The start of the school year — that is, right now — is an especially risky time, too, as staff are busy managing the flurry of enrollments, paperwork and other responsibilities. All these necessary distractions can make them less likely to recognize a phishing attempt or quickly detect a network intrusion, said Doug Levin, national director of the K12 Security Information eXchange (K12 SIX), a nonprofit that shares cyber threat intelligence and resources among K-12 organization members.
Risks abound year-round as well. Financial scammers use business email compromise (BEC) ploys to trick school faculty into sending them money, while identity fraudsters target their databases of faculty and student information. Student data is especially valuable for identity theft, because children are unlikely to detect the fraud in a timely manner, said Thomas Jones, chief information technology officer of Baltimore City Public Schools.
“[Student data] is probably the most valuable information on the planet. Because you have students who don’t check their credit score, they don’t know accounts have been opened, they don’t know all these things about themselves — so you can kind of run rampant for a month or two before any of it catches up with you,” Jones said.
Schools must manage risks from what can be tens of thousands of staff and children all visiting a lot of websites on the school network and on school devices at home, said Elvis Teah, executive director of IT infrastructure and security for Baltimore City Public Schools.
“A lot of the attacks we get have to do with our users being compromised versus us being hit directly … the major problem we have is users responding to phishing emails,” Teah said.
And, like all organizations these days, ransomware remains a continual threat.
Distributed denial-of-service, Zoombombed remote lessons and website defacement also join the list of attacks seen over the past few years, Levin said.
Adding to the challenges is the fact that districts are often working on limited resources. Baltimore Public Schoolsenrolled nearly 78,000 for the 2021-2022 school year, compared to smaller counterparts. But even a larger district tends to have little money to spare on cybersecurity initiatives.
“We’re as broke as the next school district is,” Jones said.
THIRD-PARTY BOOST?
Districts can supplement their defensive power by using services from cloud providers with deeper cyber resources, Jones said. But this won’t absolve districts of all cybersecurity work.
Issues easily arise if districts fail to properly adjust settings and configurations to meet their needs, warned Ben Dumke, information systems manager for Wisconsin’s Hortonville Area School District.

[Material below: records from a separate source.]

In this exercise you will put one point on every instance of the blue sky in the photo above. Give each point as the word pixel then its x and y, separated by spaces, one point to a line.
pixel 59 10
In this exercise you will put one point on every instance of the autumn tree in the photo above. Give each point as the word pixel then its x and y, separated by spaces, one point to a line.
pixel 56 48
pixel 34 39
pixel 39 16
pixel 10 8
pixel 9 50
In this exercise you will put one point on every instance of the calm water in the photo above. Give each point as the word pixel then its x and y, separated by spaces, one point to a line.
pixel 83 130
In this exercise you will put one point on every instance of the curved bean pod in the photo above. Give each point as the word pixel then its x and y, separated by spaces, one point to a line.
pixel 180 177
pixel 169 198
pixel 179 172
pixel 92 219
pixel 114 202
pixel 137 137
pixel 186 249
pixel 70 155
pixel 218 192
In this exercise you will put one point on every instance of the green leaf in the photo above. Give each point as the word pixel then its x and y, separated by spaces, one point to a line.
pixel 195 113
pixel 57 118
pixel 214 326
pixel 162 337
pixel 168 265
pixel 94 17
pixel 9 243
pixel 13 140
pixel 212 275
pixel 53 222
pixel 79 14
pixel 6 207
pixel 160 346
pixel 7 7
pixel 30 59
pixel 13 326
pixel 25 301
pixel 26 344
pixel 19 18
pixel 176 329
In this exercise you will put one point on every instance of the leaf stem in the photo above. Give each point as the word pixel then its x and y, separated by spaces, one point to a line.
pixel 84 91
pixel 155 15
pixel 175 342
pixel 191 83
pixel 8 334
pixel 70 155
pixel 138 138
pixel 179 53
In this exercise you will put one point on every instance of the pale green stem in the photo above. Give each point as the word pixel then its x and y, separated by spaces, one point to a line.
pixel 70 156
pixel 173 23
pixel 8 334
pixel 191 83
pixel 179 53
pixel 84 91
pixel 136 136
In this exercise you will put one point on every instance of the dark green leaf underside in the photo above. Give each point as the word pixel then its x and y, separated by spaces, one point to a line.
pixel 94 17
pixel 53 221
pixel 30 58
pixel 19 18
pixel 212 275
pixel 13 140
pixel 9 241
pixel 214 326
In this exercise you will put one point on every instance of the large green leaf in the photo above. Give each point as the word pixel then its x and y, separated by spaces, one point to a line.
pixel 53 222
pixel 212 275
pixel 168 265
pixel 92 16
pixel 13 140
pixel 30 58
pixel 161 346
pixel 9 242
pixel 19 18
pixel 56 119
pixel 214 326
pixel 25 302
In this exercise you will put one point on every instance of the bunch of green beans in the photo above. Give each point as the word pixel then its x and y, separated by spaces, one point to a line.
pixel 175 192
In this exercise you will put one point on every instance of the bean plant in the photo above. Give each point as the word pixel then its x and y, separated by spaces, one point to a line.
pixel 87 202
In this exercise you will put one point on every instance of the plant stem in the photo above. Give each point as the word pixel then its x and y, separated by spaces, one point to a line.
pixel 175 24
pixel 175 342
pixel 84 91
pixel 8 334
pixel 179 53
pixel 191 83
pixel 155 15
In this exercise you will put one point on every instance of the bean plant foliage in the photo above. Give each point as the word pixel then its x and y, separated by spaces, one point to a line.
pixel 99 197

He recounted the story of a district that recently dropped Google services, partially due to a misconfiguration incident that shared files among every single user — including letting students access teachers’ files.
Vendors also must be thoroughly vetted for security and data practices.
Schools cannot trust third-party security promises without real evidence backing them up, Teah said. His district requires prospective vendors to show SOC 2 certifications or otherwise demonstrate that an independent party has audited their security controls and they’ve cleared a certain level before conversations go forward.
“If you just reach out to a vendor and say, ‘Hey, how secure are you?,’ people sell themselves — they’re going to tell you every good thing, because they want you to buy the solution,” Teah said. “But once you begin to request an independent certification with respect to the kind of security controls to have, then it becomes a serious business.”
Jones said the district is also concerned with risks presented by vendor partners and subcontractors — and with those parties’ own partners and subcontractors, including the possibility that one of these may try to sell lucrative student and teacher data. The district is therefore looking to carefully craft its vendor contracts, including addressing how vendors disclose who they work with and evaluate their own partners.
CONSTANT VIGILANCE & USER MANAGEMENT
Social engineering is hard to combat, but districts can help by raising user awareness about the problems and by normalizing the practice of staff confirming suspicious emails by calling the purporting senders to verify, Dumke said.
And monitoring for unusual activity can help detect when something does go wrong, allowing the district to act early to contain the damage, said Jones. Other proactive steps can give early tipoffs, like cloud solutions that check if any users’ login details are for sale on the dark web, then automatically block the impacted accounts, Teah said.
STAYING INFORMED
Subscribing to updates from organizations like the Multi-State Information Sharing and Analysis Center (MS-ISAC) and Cybersecurity and Infrastructure Security Agency (CISA), joining K12 SIX and following cyber experts on Twitter can all help keep a district informed about threats, new patches and other intelligence, Dumke said.
He also has taken a hands-on approach to exploring how security configurations might work for his organization’s environment. This can be done relatively cheaply, he said: Roughly $1,000 can purchase a small PC suitable for running a virtual environment.
“[You can] use that to test out things in your environment, so you can learn how these things are going to work and what types of settings you can do,” Dumke said.
GitHub has resources for simulating and testing different scenarios, including MSLab offerings by Jaromir Kaspar, Dumke said.
“In basically running a PowerShell script, in about 2 minutes you can have an entire lab environment, server and clients set up and look at what Microsoft is recommending for security. And [you can] see how that works in your environment and see what the pros and cons would be, just to get up to speed and know what it is that you should be turning off and turning on,” he said.